アクトMTメルマガ131号:令和を楽しむ<夏祭りは中止すべき(その2)>

前号では、神崎一夫が住むマンションの自治会の5月の役員会が開催されました。議題は、例年開催しているマンションの夏祭りでしたが、中止した方がよいという意見が出て議論となりました。その議論の最中に、会長を務める一夫が「会長さん 聴いているんですか?」と言われてしまいました。

*** アクトMTメルマガ131号 ****

我々、昭和世代は、激動の中に育ち、平成を必死に働いてきた。
そして今、令和は、自分のために、自分自身の人生を楽しむ時代だ。

■令和を楽しむ <夏祭りは中止すべき(その2)>

「会長さん!聞いているんですか?」

春日の奥様が、発言の途中で一夫に対して声を張り上げた。

一夫は会社の会議で話しを聞くときは、目を半ば閉じ腕を組むのが習慣になっていた。そのときも、無意識に目を閉じ腕を組んで話しを聞いていた。自分としては、こうしてしっかり集中して聞いているつもりだった。

一夫は春日の奥様の剣幕に驚いて、目を開けて答えた。
「ちゃんと、聞いていますよ!」

「じゃあ、会長さんは、どう考えているんですか?」
春日の奥様が続けた。

一夫は、冷静を装いながら、答えた。
「春日さんの意見も分かりますが、黒田さんの話もごもっともだと思います。私としても、毎年続けてきたのですから、皆さんと協力して、できれば、開催したいと考えています。」

一夫は、夏祭りは前会長からの引継ぎ事項であり、当然開催するものと考えていた。そしてまた、自分が会長のときに中止したといわれたくないと思った。
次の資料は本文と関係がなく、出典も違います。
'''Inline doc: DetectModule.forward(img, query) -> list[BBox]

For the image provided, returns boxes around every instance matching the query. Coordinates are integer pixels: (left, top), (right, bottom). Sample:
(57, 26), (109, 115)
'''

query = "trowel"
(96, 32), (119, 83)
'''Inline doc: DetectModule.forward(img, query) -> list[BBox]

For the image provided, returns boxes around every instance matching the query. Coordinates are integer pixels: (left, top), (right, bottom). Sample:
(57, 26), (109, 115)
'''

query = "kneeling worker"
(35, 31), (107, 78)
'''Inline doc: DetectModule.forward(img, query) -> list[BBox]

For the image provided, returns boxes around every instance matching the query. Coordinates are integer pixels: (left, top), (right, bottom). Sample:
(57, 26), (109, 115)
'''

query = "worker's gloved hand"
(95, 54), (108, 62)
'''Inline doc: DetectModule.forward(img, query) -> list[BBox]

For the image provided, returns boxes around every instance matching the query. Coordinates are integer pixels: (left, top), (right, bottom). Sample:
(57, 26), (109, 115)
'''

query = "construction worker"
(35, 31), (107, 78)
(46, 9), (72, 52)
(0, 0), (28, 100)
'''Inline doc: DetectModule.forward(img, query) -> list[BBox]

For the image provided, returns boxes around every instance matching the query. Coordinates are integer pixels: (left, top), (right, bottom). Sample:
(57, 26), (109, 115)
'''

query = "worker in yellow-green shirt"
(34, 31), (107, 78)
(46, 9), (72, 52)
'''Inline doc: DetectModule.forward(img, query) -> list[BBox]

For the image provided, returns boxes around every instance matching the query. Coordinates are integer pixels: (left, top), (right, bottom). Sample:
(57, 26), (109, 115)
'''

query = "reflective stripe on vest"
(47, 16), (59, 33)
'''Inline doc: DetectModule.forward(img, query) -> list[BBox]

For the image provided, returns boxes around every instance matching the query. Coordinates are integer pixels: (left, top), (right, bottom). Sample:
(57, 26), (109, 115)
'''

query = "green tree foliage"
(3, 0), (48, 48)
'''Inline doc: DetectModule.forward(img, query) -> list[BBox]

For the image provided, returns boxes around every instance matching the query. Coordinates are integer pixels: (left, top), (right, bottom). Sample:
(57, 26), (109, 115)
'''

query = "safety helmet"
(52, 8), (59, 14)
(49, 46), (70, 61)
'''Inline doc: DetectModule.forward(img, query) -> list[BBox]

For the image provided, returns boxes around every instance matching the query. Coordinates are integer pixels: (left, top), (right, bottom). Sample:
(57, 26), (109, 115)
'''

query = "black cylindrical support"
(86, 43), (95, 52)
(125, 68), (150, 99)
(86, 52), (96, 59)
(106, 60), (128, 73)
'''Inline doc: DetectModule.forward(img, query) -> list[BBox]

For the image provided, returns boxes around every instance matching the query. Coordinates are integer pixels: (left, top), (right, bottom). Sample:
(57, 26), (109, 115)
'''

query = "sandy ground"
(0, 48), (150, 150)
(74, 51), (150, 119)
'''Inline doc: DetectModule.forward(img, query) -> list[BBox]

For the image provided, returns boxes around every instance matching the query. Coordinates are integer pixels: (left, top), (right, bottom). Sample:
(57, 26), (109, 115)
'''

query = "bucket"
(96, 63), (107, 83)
「開催するというなら、協力する人や参加する人を増やす案を提案すべきだと思います。何かありますか?」
春日の奥様が責めるようにいうと、沙織ちゃんも続けた。
「そうですね。何かお祭りを盛り上げる案があるといいと思います。」

さらに、川上パパも沙織ちゃんの案に賛成していった。
「私も盛り上げ案が必要だと思います。子供たちが喜ぶような楽しい案を考えたいですね。子供たちがたくさん集まると楽しいじゃないですか。」

「良い案が出ればいいですが、なかなか難しいのではないですか。」
黒田長老は、盛り上げ案に対して慎重な見方だった。

その後も多少の議論は続いたが、最終的には開催することに決まった。そして、各自が盛り上げ案を考えて、来月の役員会で提案することとなって終わった。

夏祭りの開催が決まって、一夫はホッとしていた。しかしその一方で、今後の役員会を進めることに不安を感じていた。

「毎回、今日のように反対意見が出るのか?特に春日の奥様のように正論で意見を言われるのは、どうも苦手だ。これからどうしたら、いいんだ。会長なんか引き受けなければよかったのか?」
一夫は、一人でつぶやいた。

さらに、春日の奥様の『会長さん!聞いているんですか?』の一言は、強烈に一夫の心の中に残った。自分はしっかりと話を聴いていたつもりだった。

「なぜ、そんなことを言われるのだ。」
一夫は、納得できなかった。

しかし、この春日の奥様の一言が、一夫をコーチングに目覚めさせ、一夫のこれからの人生を変えるありがたい一言になるのだった。